Productivity tops all. Less than one in four (22 per cent) of enterprises pointed to unclear RoI as a challenge to IoT solution deployment. And this is the same for both SMEs and larger enterprises. At first glance this is surprising given this is an emerging area and a lot of people still heavily focus on RoI. Our survey results point to IoT deployments focus on low hanging fruit and targeted use cases.

For example, Ericsson’s Panda Nanjing factory (its largest industrial factory involved in the manufacture of its radio products) deployed IoT to automate production, resulting in savings from increased efficiency, a reduction in maintenance costs and increased flexibility in product line design. The first year provided a 50 per cent return on investment, while breakeven is projected in less than two years. This is reflected in our survey results: increased productivity is one of the key drivers of IoT adoption and success is measured through cost saving/process efficiency. Beyond that IoT creates additional opportunities for companies: tailored products and or services; better insights; and improved business processes to name but a few.

Last week, I moderated a panel session at Smart IoT London, on the topic of RoI on IoT. There’s a wider set of implications to consider when thinking about the future direction of enterprises.
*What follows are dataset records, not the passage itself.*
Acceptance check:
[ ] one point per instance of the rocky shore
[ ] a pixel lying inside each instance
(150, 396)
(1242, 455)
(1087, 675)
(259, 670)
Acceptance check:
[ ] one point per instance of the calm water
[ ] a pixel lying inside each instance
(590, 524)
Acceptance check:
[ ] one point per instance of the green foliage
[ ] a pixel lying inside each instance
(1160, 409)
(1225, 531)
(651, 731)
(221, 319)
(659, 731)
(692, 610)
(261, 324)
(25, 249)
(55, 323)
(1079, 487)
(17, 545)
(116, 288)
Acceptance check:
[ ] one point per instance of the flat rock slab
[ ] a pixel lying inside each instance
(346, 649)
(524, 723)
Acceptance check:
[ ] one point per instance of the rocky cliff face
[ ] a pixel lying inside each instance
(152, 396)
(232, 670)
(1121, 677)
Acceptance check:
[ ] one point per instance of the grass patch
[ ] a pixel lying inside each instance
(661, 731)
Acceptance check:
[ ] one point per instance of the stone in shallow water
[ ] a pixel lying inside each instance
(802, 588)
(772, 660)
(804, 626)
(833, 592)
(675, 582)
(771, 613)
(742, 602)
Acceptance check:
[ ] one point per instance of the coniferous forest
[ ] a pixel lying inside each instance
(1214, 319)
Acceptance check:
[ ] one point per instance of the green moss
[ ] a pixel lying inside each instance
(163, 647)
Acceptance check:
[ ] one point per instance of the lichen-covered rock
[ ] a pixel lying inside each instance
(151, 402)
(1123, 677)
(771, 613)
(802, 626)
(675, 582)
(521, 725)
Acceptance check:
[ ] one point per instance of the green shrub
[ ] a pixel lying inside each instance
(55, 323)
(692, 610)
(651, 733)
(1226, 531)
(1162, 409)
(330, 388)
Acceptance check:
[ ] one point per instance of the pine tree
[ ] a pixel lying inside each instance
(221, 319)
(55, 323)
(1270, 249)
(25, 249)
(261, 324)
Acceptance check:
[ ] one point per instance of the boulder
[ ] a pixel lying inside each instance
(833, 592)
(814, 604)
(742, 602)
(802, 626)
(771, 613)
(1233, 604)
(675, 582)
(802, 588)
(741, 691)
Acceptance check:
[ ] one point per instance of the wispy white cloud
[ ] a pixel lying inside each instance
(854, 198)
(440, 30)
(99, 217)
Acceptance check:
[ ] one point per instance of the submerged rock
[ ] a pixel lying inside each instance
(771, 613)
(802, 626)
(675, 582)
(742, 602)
Whether we call it digital transformation or the Fourth Industrial Revolution, it’s clear that the very nature and DNA of enterprises is undergoing a major transformational shift (for example: moving from product- to service-based), which in turn requires both cultural and organisation change. Smaller enterprises might take longer to embark on this journey. Yet, there was a clear consensus on the panel that RoI for more transformational IoT projects will be harder to measure but the overall impact will be greater.
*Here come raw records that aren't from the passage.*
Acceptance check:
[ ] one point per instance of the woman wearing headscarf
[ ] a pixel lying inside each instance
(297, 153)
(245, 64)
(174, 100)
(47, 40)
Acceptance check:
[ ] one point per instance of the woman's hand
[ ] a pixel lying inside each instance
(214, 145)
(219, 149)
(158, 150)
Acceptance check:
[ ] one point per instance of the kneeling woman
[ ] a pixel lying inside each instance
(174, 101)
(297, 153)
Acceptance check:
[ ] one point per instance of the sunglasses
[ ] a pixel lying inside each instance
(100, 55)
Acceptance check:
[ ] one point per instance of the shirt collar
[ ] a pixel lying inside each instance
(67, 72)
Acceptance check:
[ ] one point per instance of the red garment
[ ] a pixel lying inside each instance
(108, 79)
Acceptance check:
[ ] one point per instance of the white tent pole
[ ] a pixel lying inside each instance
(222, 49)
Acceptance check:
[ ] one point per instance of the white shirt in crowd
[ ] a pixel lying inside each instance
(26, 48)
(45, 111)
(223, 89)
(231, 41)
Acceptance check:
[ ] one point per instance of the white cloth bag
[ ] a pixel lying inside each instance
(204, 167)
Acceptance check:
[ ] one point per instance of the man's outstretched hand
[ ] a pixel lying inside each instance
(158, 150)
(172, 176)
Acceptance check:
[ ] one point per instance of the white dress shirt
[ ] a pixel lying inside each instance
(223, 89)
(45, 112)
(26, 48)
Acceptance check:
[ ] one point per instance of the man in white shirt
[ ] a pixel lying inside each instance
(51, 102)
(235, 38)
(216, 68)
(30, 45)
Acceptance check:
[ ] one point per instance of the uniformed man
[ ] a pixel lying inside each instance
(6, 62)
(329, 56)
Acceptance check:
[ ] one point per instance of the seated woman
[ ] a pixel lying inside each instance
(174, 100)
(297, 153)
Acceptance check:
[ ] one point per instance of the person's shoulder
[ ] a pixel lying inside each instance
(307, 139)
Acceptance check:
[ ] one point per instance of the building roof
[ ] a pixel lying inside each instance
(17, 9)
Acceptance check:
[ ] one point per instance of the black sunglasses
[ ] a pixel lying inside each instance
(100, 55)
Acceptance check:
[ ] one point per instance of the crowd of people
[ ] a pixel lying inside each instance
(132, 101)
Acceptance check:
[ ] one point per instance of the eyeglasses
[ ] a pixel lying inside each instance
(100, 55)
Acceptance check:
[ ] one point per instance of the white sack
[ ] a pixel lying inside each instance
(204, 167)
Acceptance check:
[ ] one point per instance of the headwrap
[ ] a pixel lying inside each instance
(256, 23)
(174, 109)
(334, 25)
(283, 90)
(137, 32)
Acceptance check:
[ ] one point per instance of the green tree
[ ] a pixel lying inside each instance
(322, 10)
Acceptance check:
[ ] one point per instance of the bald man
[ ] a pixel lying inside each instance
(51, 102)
Challenges remain around integration, security and cost.

These are felt by all enterprises, no matter the size. A lack of internal skills can then often exacerbate typical challenges around integration, maintenance and security, while the enterprise also suffers from a custom-build price premium.

So what can be done to avoid this? We saw this year at MWC19 Barcelona the theme of “making deployments simpler”, where partnerships are emerging between different industry players aimed at addressing enterprise pain points around integration and security.

Being able to address the small enterprise segment is one of the key challenges for any vendor, including mobile operators. It requires a different skillset, building blocks and relationships. Unfortunately, there isn’t a one-size-fits-all recipe for success. It requires skilfully crafted partnerships across a fast emerging and developing ecosystem to deliver on small enterprise needs.

– Sylwia Kechiche – Principal Analyst, GSMA Intelligence

The editorial views expressed in this article are solely those of the author and will not necessarily reflect the views of the GSMA, its Members or Associate Members.